What is Hadoop?
As i mentioned in a previous post Hadoop is a big data computing framework
What is a Raspberry Pi?
RPi is a small, inexpensive (34 euros) ARM based computer (yes, a computer not a just a board !). It is meant primarily as an educational tool.
Is Hadoop on the Pi for production ?
Compute performance is very poor.
The main aim for this experience is to learn how to set up a Hadoop cluster using the cheapest method witch happens to be the RPIs.
The same methode can be used to other non-RPI based clusters.
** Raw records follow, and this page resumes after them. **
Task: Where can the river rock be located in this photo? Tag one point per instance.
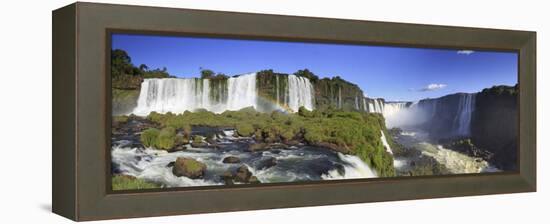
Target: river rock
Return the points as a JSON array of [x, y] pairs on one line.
[[231, 159], [189, 168], [257, 147], [243, 174], [178, 148], [199, 144], [267, 163]]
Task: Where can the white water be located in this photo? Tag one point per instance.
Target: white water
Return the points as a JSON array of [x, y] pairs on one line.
[[152, 166], [241, 92], [292, 165], [300, 92], [464, 114], [454, 161], [393, 108], [376, 106], [354, 169], [385, 143], [177, 95]]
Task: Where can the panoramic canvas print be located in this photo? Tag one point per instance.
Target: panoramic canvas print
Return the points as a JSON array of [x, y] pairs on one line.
[[196, 111]]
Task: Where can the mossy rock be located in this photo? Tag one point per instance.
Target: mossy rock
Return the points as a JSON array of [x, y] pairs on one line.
[[188, 167], [125, 182]]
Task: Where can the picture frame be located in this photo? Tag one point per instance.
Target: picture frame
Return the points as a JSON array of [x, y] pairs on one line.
[[82, 120]]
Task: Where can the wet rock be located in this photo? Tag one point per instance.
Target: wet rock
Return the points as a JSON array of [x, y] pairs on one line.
[[292, 143], [254, 180], [267, 163], [227, 177], [189, 168], [199, 144], [278, 146], [240, 175], [243, 174], [257, 147], [231, 159], [178, 148]]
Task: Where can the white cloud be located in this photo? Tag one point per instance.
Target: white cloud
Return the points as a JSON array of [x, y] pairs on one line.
[[465, 52], [433, 86]]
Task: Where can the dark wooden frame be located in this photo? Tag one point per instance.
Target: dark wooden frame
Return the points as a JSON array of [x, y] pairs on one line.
[[81, 111]]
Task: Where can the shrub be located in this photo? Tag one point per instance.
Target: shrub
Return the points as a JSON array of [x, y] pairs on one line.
[[120, 119], [149, 137], [166, 138], [198, 139], [245, 129], [124, 182]]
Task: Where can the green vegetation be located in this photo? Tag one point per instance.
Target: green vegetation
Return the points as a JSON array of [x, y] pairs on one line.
[[354, 133], [127, 76], [166, 138], [501, 90], [149, 137], [120, 119], [124, 182], [308, 74], [162, 139], [198, 139]]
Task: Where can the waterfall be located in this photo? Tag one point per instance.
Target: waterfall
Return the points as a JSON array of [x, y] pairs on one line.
[[177, 95], [300, 92], [464, 114], [375, 106], [241, 92], [354, 169], [339, 98], [392, 108], [277, 87]]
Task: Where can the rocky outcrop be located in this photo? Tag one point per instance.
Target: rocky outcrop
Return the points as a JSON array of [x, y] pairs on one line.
[[123, 101], [495, 125], [337, 93], [231, 159], [240, 175], [441, 115], [188, 167]]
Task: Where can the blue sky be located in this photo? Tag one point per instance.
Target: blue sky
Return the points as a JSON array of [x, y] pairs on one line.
[[393, 73]]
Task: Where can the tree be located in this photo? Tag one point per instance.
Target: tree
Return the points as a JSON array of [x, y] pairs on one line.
[[308, 74]]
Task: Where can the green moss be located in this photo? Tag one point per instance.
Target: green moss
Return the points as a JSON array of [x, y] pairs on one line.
[[198, 139], [149, 137], [120, 119], [124, 182], [245, 129], [193, 166], [166, 138], [356, 133]]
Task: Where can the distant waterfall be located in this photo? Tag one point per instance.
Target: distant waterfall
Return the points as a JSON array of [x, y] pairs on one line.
[[242, 92], [392, 108], [375, 106], [177, 95], [464, 114], [300, 93]]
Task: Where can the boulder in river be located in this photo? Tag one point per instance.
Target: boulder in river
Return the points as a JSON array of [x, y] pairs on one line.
[[178, 148], [257, 147], [241, 175], [231, 159], [267, 163], [189, 168]]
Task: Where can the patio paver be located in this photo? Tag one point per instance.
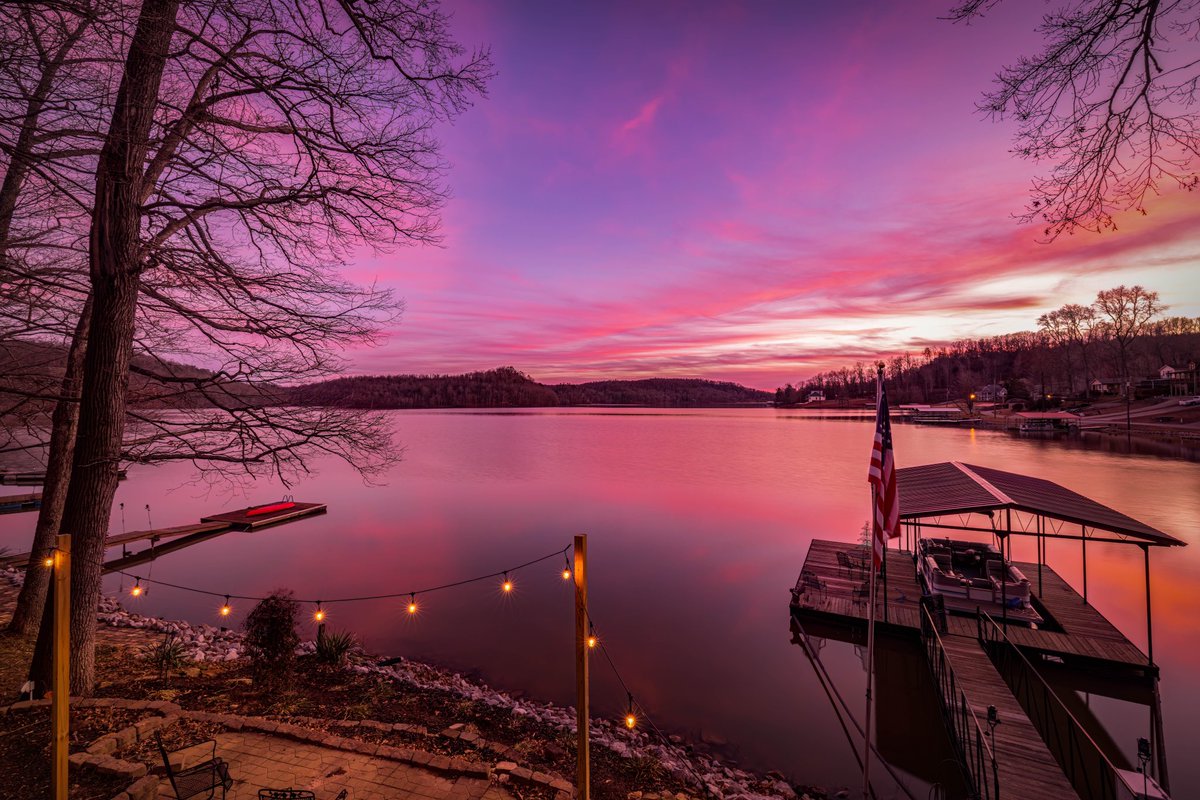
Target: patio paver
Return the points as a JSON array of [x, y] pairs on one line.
[[259, 761]]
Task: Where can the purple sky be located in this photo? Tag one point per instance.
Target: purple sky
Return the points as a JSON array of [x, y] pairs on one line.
[[745, 192]]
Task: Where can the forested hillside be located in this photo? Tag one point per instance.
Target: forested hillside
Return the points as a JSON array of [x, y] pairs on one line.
[[509, 388]]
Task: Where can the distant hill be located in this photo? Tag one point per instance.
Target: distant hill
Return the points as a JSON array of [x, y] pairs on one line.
[[33, 371], [659, 392], [509, 388]]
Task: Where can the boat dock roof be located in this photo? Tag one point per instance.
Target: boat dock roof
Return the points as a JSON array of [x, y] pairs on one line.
[[948, 488]]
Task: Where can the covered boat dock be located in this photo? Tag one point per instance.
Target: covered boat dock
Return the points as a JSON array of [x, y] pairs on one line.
[[982, 662]]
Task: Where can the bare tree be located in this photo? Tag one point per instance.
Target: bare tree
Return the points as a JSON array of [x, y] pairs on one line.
[[1127, 311], [1109, 102], [1057, 332], [53, 61], [253, 145]]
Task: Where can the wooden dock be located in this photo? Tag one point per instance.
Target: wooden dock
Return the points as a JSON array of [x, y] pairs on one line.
[[19, 503], [181, 536], [1077, 635]]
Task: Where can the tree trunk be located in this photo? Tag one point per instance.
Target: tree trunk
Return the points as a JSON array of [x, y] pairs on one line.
[[27, 617], [22, 156], [115, 268]]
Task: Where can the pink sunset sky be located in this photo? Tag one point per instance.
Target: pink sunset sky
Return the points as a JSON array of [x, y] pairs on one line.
[[749, 192]]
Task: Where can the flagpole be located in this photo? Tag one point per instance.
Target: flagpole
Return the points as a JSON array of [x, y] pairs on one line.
[[870, 666]]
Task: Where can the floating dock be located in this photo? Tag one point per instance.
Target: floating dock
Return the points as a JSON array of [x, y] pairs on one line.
[[180, 536], [1023, 764], [983, 662], [19, 503]]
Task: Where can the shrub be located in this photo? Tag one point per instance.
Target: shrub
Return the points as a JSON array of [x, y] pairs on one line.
[[271, 638], [334, 648], [168, 655]]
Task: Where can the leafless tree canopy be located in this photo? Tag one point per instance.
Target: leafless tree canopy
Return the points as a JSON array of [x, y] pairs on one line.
[[1109, 103], [287, 138]]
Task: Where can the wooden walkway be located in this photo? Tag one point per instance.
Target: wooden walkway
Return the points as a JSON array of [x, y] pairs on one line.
[[1086, 635], [832, 594], [181, 536], [1026, 767]]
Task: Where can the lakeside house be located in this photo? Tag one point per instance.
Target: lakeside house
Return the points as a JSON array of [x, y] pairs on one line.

Could I use this guide to setup a non-Raspberry Pi based (Real) Hadoop Cluster?
4x Raspberry Pis
1x 8 port 10/100 Switch
1x Powered 4 port USB hub
4x 2′ Cat 5 cables
4x 2′ USB “power” cables
4x Class 10 8GB SDHC Cards
for powering up the Pis i used the iPad power plug since it offers 220V to 5V-2.1 A, each PI consume up to 500mA, 4*500 = 2A.
Total cost: about 230 euros.
If you are looking for more performance you can buy one of these *_* !
Before starting some useful links i used to write this guide:
Running hadoop on ubuntu linux (multi node cluster)
Running hadoop on ubuntu linux (single node cluster)
Raspberry Pi Preparation
We’ll do the master node by itself first so that this guide can be used for a single or multi-node setup.
RPI OS install and configuration
- Download the “Raspbian wheezy” image from here and follow these directions to set up your first SD card. Soft-float isn’t necessary.
- Hook up a monitor and keyboard and start up the device by connecting up the USB power.
- When the Raspberry Pi config tool launches, change the keyboard layout first. If you set passwords, etc. with the wrong KB layout you may have a hard time with that later.
- Change the timezone, then the locale. (Language, etc.)
- Change the default user password
- Configure the Pi to disable the X environment on boot. (boot_behavior->straight to desktop->no)
- Enable the SSH Daemon (Advanced-> A4 SSH) then exit the raspi-config tool
- Reboot the Pi. (sudo reboot)
Before advancing with the PI you have to Split the Memory so the rest of the none used space can be used as a hard-drive.
Each node must have a unique name and static IP. you can use the Debian instructions since the Rasbian build is based on it.
Change the machine host name first:
sudo nano /etc/hostname